The code is just this line:
pytesseract.image_to_string(cv2.imread("img.png"), lang="eng")
Is there anything I can try to be able to read these kind of images?
Thanks in advance
Edit:
Thresholding the image before passing it to pytesseract increases the accuracy.
import cv2
import numpy as np
# Grayscale image
img = Image.open('num.png').convert('L')
ret,img = cv2.threshold(np.array(img), 125, 255, cv2.THRESH_BINARY)
# Older versions of pytesseract need a pillow image
# Convert back if needed
img = Image.fromarray(img.astype(np.uint8))
print(pytesseract.image_to_string(img))
This printed out
5.78 / C02
Edit:
Doing just thresholding on the second image returns 11.1. Another step that can help is to set the page segmentation mode to "Treat the image as a single text line." with the config --psm 7. Doing this on the second image returns 11.1 "202 ', with the quotation marks coming from the partial text at the top.

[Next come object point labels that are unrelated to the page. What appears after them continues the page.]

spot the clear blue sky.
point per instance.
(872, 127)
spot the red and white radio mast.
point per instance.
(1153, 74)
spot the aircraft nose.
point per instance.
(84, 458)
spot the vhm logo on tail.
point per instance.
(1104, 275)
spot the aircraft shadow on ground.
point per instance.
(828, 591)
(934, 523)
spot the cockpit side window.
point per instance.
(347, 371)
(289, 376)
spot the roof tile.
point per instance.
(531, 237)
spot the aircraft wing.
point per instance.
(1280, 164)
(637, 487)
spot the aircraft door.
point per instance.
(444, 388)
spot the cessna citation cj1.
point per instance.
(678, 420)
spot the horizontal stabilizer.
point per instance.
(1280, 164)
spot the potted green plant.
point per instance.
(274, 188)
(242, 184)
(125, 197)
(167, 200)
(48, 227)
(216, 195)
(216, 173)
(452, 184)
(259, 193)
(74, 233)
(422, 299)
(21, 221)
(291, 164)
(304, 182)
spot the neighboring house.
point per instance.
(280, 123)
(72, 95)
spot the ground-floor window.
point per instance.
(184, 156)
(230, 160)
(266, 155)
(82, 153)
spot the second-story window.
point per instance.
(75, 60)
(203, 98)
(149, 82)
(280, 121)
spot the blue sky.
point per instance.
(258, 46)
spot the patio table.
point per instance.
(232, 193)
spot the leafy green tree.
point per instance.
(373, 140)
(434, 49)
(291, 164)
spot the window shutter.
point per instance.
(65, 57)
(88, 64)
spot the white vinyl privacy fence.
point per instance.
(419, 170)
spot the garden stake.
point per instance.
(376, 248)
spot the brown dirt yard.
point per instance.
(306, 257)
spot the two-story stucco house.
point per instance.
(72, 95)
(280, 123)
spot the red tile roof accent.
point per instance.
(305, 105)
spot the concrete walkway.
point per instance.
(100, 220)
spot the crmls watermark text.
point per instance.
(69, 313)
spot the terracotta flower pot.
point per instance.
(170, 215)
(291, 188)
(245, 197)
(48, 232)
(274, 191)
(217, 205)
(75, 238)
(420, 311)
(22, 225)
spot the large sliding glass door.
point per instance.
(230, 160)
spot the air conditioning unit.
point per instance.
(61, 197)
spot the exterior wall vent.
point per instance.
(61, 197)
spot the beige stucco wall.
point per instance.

To ignore those, you can also set what characters to search for with a whitelist by the config -c tessedit_char_whitelist=0123456789.%. Everything together:
pytesseract.image_to_string(img, config='--psm 7 -c tessedit_char_whitelist=0123456789.%')
This returns 11.1 202. Clearly pytesseract is having a hard time with that percent symbol, which I'm not sure how to improve on that with image processing or config changes.